La problématique de l'élevage et celle qui lui est étroitement liée, la consommation de viande, n'est pas abordée , ici, de façon révolutionnaire: ni bio, ni intensif, l'élevage se doit d'être de qualité, tant dans le choix des bêtes que dans leur élevage proprement dit.
Étables de taille humaine, races authentiques, fourrage naturel, estives de luxe au milieu des fleurs, veaux sous la mère, engraissement sur place et abattage intra muros: autrement dit , d'un bout à l'autre de la chaîne, responsabilité et familiarité. Style : "J'ai bien connu la vache dans votre assiette"!

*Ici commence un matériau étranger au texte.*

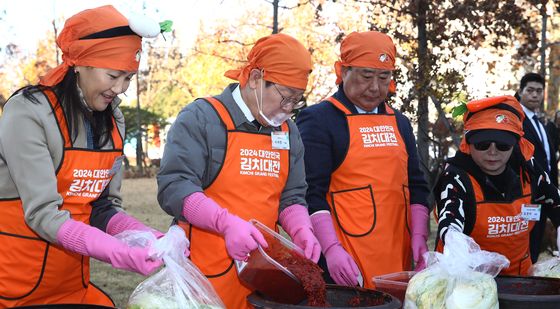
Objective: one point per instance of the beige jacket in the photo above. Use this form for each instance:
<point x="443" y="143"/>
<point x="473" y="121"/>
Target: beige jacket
<point x="31" y="149"/>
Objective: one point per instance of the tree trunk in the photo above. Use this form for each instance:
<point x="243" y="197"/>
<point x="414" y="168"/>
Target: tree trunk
<point x="275" y="17"/>
<point x="139" y="152"/>
<point x="423" y="80"/>
<point x="553" y="86"/>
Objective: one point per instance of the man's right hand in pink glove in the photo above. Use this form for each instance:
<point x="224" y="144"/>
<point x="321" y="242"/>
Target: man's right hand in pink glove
<point x="86" y="240"/>
<point x="342" y="267"/>
<point x="241" y="237"/>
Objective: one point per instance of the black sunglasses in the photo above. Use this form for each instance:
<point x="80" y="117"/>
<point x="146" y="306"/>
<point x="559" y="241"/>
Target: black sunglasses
<point x="482" y="146"/>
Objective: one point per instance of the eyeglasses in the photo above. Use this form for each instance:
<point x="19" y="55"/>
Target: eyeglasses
<point x="483" y="146"/>
<point x="295" y="103"/>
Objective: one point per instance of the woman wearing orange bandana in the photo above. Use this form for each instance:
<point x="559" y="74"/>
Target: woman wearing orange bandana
<point x="492" y="189"/>
<point x="237" y="156"/>
<point x="61" y="149"/>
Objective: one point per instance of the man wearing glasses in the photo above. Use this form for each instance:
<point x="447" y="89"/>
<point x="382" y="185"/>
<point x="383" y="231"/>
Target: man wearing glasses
<point x="237" y="156"/>
<point x="492" y="189"/>
<point x="367" y="195"/>
<point x="531" y="95"/>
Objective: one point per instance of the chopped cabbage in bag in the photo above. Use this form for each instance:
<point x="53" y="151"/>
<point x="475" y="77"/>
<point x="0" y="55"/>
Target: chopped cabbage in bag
<point x="460" y="278"/>
<point x="179" y="285"/>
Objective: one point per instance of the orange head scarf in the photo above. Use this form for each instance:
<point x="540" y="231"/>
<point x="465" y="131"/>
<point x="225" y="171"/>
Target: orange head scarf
<point x="121" y="52"/>
<point x="283" y="59"/>
<point x="370" y="49"/>
<point x="497" y="113"/>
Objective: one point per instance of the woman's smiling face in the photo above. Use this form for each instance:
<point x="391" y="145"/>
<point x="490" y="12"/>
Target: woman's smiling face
<point x="100" y="86"/>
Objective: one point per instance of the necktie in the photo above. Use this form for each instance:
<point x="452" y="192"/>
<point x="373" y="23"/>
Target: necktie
<point x="537" y="124"/>
<point x="89" y="134"/>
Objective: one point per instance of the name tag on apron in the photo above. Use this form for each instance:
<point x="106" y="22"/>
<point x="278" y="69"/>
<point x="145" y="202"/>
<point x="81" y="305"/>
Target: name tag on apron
<point x="116" y="165"/>
<point x="280" y="140"/>
<point x="531" y="212"/>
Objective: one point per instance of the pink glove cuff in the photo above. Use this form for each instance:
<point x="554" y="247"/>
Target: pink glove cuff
<point x="121" y="222"/>
<point x="72" y="236"/>
<point x="201" y="211"/>
<point x="419" y="220"/>
<point x="324" y="230"/>
<point x="294" y="218"/>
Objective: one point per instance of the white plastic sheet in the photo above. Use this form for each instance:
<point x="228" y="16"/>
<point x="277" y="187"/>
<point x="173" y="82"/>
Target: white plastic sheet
<point x="179" y="285"/>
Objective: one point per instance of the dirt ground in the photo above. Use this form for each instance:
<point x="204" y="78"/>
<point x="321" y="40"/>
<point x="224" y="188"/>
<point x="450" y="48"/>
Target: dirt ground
<point x="139" y="196"/>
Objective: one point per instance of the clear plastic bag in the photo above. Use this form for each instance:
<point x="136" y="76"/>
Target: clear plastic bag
<point x="179" y="285"/>
<point x="461" y="277"/>
<point x="547" y="268"/>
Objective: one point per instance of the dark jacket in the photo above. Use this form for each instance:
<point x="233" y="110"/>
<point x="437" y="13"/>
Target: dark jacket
<point x="531" y="134"/>
<point x="324" y="132"/>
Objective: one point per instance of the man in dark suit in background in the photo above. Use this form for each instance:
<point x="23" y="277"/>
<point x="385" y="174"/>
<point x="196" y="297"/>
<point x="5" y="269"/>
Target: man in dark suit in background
<point x="531" y="95"/>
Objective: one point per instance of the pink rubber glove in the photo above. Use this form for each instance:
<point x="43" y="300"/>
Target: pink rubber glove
<point x="86" y="240"/>
<point x="241" y="237"/>
<point x="295" y="220"/>
<point x="121" y="222"/>
<point x="419" y="228"/>
<point x="342" y="267"/>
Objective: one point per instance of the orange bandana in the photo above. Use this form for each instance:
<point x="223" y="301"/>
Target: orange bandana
<point x="370" y="49"/>
<point x="498" y="113"/>
<point x="116" y="53"/>
<point x="283" y="59"/>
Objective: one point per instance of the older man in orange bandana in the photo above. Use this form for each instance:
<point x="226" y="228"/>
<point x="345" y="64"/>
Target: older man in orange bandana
<point x="367" y="195"/>
<point x="237" y="156"/>
<point x="492" y="190"/>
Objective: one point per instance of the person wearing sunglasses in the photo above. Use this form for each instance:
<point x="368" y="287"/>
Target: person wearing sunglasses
<point x="238" y="156"/>
<point x="367" y="195"/>
<point x="492" y="189"/>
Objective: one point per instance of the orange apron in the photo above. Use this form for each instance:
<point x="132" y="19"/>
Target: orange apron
<point x="369" y="197"/>
<point x="499" y="228"/>
<point x="249" y="185"/>
<point x="34" y="271"/>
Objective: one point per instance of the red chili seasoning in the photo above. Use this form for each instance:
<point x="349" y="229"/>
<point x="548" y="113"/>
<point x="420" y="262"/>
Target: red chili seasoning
<point x="308" y="273"/>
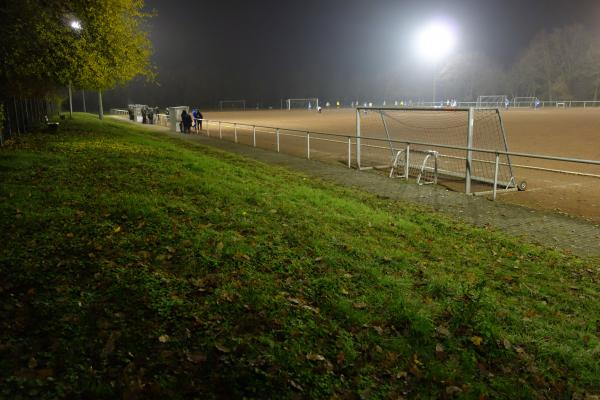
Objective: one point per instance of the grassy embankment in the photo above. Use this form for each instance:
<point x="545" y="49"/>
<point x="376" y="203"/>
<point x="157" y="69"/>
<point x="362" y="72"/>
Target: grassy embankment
<point x="136" y="264"/>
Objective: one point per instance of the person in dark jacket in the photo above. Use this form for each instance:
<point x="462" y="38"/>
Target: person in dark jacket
<point x="186" y="121"/>
<point x="200" y="118"/>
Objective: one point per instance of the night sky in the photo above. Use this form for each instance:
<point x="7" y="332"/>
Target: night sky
<point x="264" y="50"/>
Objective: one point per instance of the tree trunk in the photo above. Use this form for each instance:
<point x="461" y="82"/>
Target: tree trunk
<point x="70" y="101"/>
<point x="100" y="109"/>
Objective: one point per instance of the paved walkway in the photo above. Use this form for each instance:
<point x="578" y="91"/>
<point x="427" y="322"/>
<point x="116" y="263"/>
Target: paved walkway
<point x="573" y="235"/>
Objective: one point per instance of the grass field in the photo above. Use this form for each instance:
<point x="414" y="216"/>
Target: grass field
<point x="559" y="132"/>
<point x="140" y="266"/>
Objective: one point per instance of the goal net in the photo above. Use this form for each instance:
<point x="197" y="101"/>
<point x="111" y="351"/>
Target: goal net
<point x="436" y="145"/>
<point x="302" y="104"/>
<point x="232" y="105"/>
<point x="495" y="101"/>
<point x="523" y="102"/>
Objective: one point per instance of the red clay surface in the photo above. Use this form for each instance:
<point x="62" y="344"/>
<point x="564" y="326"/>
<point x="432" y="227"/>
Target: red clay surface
<point x="557" y="132"/>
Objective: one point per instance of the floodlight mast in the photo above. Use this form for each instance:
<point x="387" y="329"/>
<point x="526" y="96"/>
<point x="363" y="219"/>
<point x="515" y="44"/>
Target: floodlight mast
<point x="434" y="43"/>
<point x="76" y="26"/>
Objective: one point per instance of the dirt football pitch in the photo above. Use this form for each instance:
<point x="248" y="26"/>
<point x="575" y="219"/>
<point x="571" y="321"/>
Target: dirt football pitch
<point x="573" y="133"/>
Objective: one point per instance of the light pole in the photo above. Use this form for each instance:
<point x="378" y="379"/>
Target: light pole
<point x="75" y="25"/>
<point x="435" y="41"/>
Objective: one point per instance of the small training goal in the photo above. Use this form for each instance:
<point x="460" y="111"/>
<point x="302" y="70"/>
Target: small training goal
<point x="495" y="101"/>
<point x="524" y="102"/>
<point x="302" y="104"/>
<point x="458" y="147"/>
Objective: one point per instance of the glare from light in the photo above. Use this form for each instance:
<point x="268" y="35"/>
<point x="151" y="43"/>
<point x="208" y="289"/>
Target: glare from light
<point x="75" y="25"/>
<point x="436" y="40"/>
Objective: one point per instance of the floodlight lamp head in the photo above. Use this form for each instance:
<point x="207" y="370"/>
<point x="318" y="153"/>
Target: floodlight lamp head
<point x="75" y="25"/>
<point x="436" y="40"/>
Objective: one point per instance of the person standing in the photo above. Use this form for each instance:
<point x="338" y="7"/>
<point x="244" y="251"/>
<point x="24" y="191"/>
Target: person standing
<point x="186" y="121"/>
<point x="200" y="118"/>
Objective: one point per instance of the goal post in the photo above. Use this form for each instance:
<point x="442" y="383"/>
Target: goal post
<point x="493" y="101"/>
<point x="232" y="105"/>
<point x="445" y="142"/>
<point x="302" y="104"/>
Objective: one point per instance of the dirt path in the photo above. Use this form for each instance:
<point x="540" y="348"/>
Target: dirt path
<point x="549" y="229"/>
<point x="560" y="132"/>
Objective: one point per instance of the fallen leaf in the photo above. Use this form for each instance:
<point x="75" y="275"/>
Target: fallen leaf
<point x="443" y="331"/>
<point x="222" y="349"/>
<point x="341" y="357"/>
<point x="163" y="338"/>
<point x="476" y="340"/>
<point x="453" y="390"/>
<point x="402" y="375"/>
<point x="315" y="357"/>
<point x="196" y="358"/>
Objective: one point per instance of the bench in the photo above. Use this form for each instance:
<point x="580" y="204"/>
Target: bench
<point x="52" y="126"/>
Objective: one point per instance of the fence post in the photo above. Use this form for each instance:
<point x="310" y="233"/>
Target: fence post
<point x="469" y="160"/>
<point x="349" y="152"/>
<point x="358" y="138"/>
<point x="407" y="162"/>
<point x="496" y="174"/>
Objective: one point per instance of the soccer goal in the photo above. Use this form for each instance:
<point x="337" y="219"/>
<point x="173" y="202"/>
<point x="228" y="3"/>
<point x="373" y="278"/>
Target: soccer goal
<point x="302" y="104"/>
<point x="495" y="101"/>
<point x="232" y="105"/>
<point x="524" y="102"/>
<point x="436" y="146"/>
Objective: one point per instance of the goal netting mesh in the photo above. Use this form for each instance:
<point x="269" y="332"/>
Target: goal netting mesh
<point x="385" y="133"/>
<point x="302" y="104"/>
<point x="495" y="101"/>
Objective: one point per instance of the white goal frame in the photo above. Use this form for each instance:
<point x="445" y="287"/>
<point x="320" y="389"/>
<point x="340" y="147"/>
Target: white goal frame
<point x="492" y="101"/>
<point x="242" y="104"/>
<point x="402" y="152"/>
<point x="313" y="101"/>
<point x="524" y="102"/>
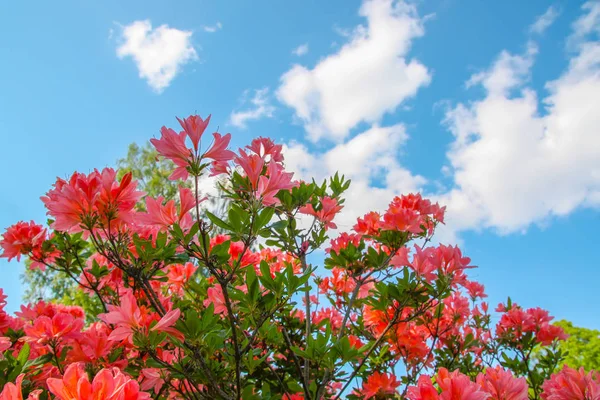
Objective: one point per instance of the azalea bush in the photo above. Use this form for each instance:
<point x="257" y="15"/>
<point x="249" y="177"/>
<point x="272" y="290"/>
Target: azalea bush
<point x="234" y="305"/>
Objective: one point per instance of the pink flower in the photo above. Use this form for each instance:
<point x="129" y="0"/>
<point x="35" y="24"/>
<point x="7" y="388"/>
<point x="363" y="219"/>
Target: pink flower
<point x="23" y="238"/>
<point x="502" y="385"/>
<point x="75" y="202"/>
<point x="277" y="180"/>
<point x="252" y="165"/>
<point x="60" y="326"/>
<point x="264" y="147"/>
<point x="215" y="297"/>
<point x="152" y="379"/>
<point x="423" y="391"/>
<point x="166" y="324"/>
<point x="194" y="126"/>
<point x="108" y="384"/>
<point x="572" y="384"/>
<point x="127" y="317"/>
<point x="171" y="145"/>
<point x="13" y="391"/>
<point x="327" y="212"/>
<point x="5" y="343"/>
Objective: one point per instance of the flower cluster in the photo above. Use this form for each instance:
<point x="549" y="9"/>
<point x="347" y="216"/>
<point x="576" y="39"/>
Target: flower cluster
<point x="194" y="305"/>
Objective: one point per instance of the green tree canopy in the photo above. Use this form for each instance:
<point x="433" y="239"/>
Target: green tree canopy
<point x="582" y="346"/>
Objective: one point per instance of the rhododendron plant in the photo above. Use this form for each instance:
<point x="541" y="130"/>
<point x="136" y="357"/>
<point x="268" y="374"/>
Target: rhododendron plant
<point x="233" y="306"/>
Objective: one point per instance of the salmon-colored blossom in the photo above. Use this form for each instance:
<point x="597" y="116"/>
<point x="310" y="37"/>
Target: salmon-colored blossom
<point x="424" y="390"/>
<point x="194" y="126"/>
<point x="269" y="186"/>
<point x="25" y="238"/>
<point x="252" y="165"/>
<point x="5" y="343"/>
<point x="108" y="384"/>
<point x="62" y="326"/>
<point x="96" y="197"/>
<point x="14" y="391"/>
<point x="265" y="147"/>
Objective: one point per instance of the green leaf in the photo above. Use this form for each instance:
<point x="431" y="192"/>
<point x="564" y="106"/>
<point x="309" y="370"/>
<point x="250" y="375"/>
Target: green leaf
<point x="218" y="221"/>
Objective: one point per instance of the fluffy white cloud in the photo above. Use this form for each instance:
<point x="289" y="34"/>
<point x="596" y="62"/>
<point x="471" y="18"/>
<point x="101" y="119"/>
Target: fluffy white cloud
<point x="544" y="21"/>
<point x="367" y="77"/>
<point x="158" y="53"/>
<point x="213" y="28"/>
<point x="370" y="160"/>
<point x="301" y="50"/>
<point x="516" y="163"/>
<point x="260" y="107"/>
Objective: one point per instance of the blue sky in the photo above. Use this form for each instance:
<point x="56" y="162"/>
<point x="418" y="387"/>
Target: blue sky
<point x="492" y="108"/>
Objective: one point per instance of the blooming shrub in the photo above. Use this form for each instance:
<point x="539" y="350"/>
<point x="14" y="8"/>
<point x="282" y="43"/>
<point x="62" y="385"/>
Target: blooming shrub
<point x="205" y="306"/>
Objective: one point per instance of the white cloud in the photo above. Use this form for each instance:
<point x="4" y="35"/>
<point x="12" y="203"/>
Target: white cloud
<point x="261" y="107"/>
<point x="544" y="21"/>
<point x="516" y="163"/>
<point x="370" y="160"/>
<point x="213" y="28"/>
<point x="301" y="50"/>
<point x="158" y="53"/>
<point x="366" y="78"/>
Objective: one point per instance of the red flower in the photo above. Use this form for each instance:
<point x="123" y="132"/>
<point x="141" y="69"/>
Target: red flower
<point x="60" y="326"/>
<point x="95" y="196"/>
<point x="13" y="391"/>
<point x="278" y="180"/>
<point x="194" y="126"/>
<point x="23" y="238"/>
<point x="108" y="384"/>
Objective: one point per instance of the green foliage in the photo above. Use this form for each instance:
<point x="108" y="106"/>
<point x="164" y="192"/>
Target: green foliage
<point x="582" y="348"/>
<point x="151" y="172"/>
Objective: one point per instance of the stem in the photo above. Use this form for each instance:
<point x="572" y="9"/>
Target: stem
<point x="286" y="336"/>
<point x="307" y="318"/>
<point x="375" y="345"/>
<point x="234" y="338"/>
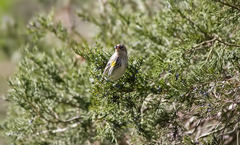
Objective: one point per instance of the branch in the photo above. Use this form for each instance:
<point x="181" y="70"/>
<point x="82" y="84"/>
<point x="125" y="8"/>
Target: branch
<point x="64" y="121"/>
<point x="220" y="40"/>
<point x="227" y="4"/>
<point x="207" y="134"/>
<point x="234" y="129"/>
<point x="57" y="130"/>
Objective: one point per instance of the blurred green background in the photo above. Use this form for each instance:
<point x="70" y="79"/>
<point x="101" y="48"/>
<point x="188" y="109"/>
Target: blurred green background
<point x="14" y="18"/>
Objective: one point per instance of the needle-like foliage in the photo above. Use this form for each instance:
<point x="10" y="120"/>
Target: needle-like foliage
<point x="181" y="85"/>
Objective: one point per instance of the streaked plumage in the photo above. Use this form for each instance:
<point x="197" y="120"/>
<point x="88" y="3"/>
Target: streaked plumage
<point x="117" y="64"/>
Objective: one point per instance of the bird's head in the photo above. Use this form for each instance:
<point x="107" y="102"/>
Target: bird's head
<point x="120" y="49"/>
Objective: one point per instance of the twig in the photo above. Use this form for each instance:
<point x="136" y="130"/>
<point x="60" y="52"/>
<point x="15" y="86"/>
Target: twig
<point x="207" y="134"/>
<point x="227" y="4"/>
<point x="57" y="130"/>
<point x="234" y="129"/>
<point x="220" y="40"/>
<point x="64" y="121"/>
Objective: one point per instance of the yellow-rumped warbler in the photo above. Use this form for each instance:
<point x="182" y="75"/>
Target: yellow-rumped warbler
<point x="117" y="64"/>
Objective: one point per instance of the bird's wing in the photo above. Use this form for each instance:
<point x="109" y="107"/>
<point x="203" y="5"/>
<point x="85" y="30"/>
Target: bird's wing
<point x="111" y="63"/>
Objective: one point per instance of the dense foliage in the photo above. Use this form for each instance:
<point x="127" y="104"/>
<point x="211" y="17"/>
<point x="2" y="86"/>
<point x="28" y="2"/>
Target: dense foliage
<point x="181" y="85"/>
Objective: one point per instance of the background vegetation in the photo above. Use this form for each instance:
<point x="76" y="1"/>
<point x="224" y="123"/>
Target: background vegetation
<point x="181" y="85"/>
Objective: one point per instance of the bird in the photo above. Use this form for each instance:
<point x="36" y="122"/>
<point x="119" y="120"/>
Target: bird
<point x="117" y="64"/>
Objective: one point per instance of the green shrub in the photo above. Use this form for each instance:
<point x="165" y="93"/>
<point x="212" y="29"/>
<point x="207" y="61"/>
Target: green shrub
<point x="181" y="85"/>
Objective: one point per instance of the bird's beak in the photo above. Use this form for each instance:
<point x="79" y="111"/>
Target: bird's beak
<point x="116" y="47"/>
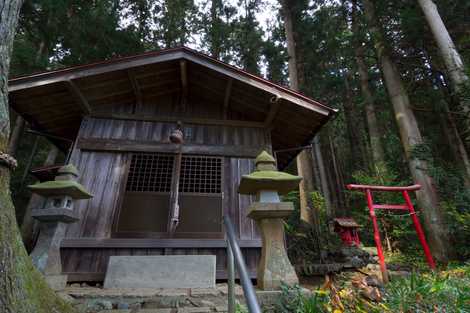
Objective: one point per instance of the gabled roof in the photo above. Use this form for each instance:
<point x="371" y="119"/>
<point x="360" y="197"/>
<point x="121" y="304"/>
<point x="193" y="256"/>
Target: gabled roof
<point x="55" y="101"/>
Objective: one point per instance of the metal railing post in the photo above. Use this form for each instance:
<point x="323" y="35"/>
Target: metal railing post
<point x="231" y="279"/>
<point x="248" y="290"/>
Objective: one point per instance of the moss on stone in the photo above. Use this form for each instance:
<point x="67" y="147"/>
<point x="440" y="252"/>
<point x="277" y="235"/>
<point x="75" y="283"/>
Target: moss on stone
<point x="61" y="188"/>
<point x="264" y="157"/>
<point x="68" y="169"/>
<point x="268" y="180"/>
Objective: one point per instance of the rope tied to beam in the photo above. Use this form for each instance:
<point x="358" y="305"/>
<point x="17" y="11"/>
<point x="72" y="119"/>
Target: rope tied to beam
<point x="8" y="161"/>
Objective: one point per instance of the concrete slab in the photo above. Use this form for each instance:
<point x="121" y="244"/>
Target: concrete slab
<point x="161" y="271"/>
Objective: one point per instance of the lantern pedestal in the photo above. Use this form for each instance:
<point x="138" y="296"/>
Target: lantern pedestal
<point x="274" y="267"/>
<point x="46" y="253"/>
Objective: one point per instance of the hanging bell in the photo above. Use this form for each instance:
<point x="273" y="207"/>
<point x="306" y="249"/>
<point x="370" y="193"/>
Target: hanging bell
<point x="177" y="136"/>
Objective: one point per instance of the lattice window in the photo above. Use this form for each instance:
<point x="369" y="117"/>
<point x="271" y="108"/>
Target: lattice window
<point x="201" y="174"/>
<point x="150" y="172"/>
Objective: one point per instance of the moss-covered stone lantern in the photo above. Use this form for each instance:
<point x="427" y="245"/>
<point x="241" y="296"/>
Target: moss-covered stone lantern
<point x="57" y="211"/>
<point x="266" y="182"/>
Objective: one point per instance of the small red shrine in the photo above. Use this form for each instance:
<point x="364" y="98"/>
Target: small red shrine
<point x="347" y="228"/>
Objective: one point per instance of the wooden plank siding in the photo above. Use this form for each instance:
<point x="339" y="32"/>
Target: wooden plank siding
<point x="103" y="174"/>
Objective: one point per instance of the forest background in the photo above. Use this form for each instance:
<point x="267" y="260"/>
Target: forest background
<point x="335" y="52"/>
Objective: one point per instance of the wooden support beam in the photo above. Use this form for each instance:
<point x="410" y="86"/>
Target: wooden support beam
<point x="274" y="108"/>
<point x="125" y="145"/>
<point x="135" y="88"/>
<point x="228" y="92"/>
<point x="79" y="97"/>
<point x="164" y="119"/>
<point x="87" y="243"/>
<point x="184" y="84"/>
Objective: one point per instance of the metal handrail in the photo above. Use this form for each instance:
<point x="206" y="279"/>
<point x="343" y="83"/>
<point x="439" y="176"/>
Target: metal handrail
<point x="235" y="257"/>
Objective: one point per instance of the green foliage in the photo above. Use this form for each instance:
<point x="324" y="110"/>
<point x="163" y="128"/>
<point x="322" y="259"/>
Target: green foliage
<point x="241" y="309"/>
<point x="295" y="300"/>
<point x="447" y="291"/>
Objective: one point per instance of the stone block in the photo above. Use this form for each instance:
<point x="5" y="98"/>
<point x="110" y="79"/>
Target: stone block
<point x="169" y="271"/>
<point x="56" y="282"/>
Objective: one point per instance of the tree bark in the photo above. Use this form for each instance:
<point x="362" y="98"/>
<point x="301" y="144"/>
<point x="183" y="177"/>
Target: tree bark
<point x="447" y="49"/>
<point x="410" y="137"/>
<point x="28" y="226"/>
<point x="303" y="167"/>
<point x="22" y="287"/>
<point x="355" y="145"/>
<point x="378" y="154"/>
<point x="16" y="135"/>
<point x="296" y="81"/>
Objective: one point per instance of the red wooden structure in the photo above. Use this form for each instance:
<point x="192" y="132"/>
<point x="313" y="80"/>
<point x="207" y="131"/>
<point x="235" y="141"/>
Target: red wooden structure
<point x="408" y="206"/>
<point x="347" y="230"/>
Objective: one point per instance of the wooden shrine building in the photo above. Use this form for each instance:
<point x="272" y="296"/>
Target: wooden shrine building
<point x="117" y="118"/>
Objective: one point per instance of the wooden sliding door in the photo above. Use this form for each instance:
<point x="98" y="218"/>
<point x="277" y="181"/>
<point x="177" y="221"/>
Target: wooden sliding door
<point x="145" y="205"/>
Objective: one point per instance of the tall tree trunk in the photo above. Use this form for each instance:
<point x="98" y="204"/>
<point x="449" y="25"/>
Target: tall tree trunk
<point x="350" y="114"/>
<point x="16" y="135"/>
<point x="28" y="226"/>
<point x="296" y="80"/>
<point x="447" y="49"/>
<point x="214" y="31"/>
<point x="410" y="137"/>
<point x="378" y="154"/>
<point x="22" y="287"/>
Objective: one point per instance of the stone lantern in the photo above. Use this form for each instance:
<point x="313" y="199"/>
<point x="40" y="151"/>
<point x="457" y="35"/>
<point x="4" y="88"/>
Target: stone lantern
<point x="56" y="212"/>
<point x="268" y="212"/>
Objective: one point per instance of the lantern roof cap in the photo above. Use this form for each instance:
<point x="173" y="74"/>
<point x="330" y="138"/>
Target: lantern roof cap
<point x="267" y="178"/>
<point x="264" y="157"/>
<point x="68" y="169"/>
<point x="61" y="188"/>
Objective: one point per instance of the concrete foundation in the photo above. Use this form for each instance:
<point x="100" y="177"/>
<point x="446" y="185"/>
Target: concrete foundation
<point x="169" y="271"/>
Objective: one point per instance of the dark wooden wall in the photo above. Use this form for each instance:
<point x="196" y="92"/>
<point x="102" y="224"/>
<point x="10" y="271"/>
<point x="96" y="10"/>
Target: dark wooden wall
<point x="88" y="243"/>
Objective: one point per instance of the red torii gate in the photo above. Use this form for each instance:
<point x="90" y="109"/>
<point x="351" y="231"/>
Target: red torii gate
<point x="408" y="206"/>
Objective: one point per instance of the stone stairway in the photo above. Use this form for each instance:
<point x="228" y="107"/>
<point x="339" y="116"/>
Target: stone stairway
<point x="145" y="300"/>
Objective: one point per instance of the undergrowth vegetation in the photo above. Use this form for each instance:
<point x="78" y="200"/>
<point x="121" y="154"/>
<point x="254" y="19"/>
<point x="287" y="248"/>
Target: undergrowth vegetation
<point x="447" y="291"/>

Le tour du pays, de ses us et coutumes , quoiqu'assez appuyé et exhaustif , ne manque pas de sel, la question de la viande, elle , ne manque pas d'à propos ( à moins que ce ne soit l'inverse!) ...mais les relations familiales et les secrets de famille, l'alibi romanesque, sont si banals, si inutilement complexifiés qu'ils m'ont proprement rasée, et ont encombré cette lecture didactique qui n'avait pas besoin de cet enrobage romanesque en kit pour se laisser lire.
Vous dirais-je le fond de ma pensée?
Quand il s'agit d'Aubrac, je préfère à toutes les documentations de parisienne ayant fait sciences Po', quelques lignes des
Carnets du Grand chemin de mon cher
Julien Gracq qui, tout agrégé de géographie qu'il est, ne fait jamais sentir son érudition mais , pour chanter le paysage, et le plateau d'Aubrac en particulier, sait y puiser ses images les plus fortes, en distiller la poésie la plus secrète.
C'est ce qui m'a le plus manqué dans cette lecture.
Les images et la poésie.
Autrement dit , l'essence même de mon Aubrac bien-aimé.